For now, the recovery of value would help to confirm that investor confidence, justified or otherwise, is really back.

There are many reasons to doubt that optimistic scenario. But the mere fact that advocating for value makes me feel like I might turn into Charlie Brown is perhaps the strongest reason for believing there is an opportunity here. One behavioral investor once told me that he adopted a "sharp intake of breath" test for potential investments. If a name provoked that reaction, the chances were that sentiment had moved too far and it was now too cheap. It is at this point that value investors can make a killing. Put differently, to quote Oaktree Capital Group's Howard Marks from an interview with me earlier this month, "every great investment begins in discomfort."

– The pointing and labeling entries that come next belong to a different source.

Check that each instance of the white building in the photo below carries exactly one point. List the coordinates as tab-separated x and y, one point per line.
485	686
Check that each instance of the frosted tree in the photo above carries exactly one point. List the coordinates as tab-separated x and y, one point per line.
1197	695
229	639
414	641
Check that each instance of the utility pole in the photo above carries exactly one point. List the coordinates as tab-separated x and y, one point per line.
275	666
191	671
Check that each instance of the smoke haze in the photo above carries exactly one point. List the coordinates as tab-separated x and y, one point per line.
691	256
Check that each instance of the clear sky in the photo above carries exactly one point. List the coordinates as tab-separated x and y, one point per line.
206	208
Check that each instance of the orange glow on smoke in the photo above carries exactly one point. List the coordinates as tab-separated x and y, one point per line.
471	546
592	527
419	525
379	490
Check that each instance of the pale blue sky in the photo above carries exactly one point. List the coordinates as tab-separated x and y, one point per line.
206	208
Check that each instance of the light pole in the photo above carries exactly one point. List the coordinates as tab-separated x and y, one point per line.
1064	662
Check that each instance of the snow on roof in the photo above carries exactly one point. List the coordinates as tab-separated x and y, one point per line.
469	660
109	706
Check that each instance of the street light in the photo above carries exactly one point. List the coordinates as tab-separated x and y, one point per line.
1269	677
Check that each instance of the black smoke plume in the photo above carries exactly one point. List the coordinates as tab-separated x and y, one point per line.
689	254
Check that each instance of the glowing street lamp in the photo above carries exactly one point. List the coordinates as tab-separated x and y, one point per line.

Precisely because it feels so uncomfortable, it is time to start moving back into value. 

 

Survival Tips

It is time to plug a great series of small books that I have just discovered. The 33 1/3 series is a collection in which each edition is devoted to an intense critical evaluation and discussion of one album. There are 142 to date. Reading one about an album you like a lot is akin to bingeing on hot-fudge sundaes. Or it is for me, anyway.

I am currently enjoying the latest in the series, on David Bowie's Diamond Dogs by Glenn Hendler. Originally intended as an operatic treatment of George Orwell's 1984, it's a daring album often regarded as a bit of a mess, much as Bowie himself was in a mess at the time. It has been great to read how it makes a coherent whole. Look through the list and you'll probably find at least something you want to read.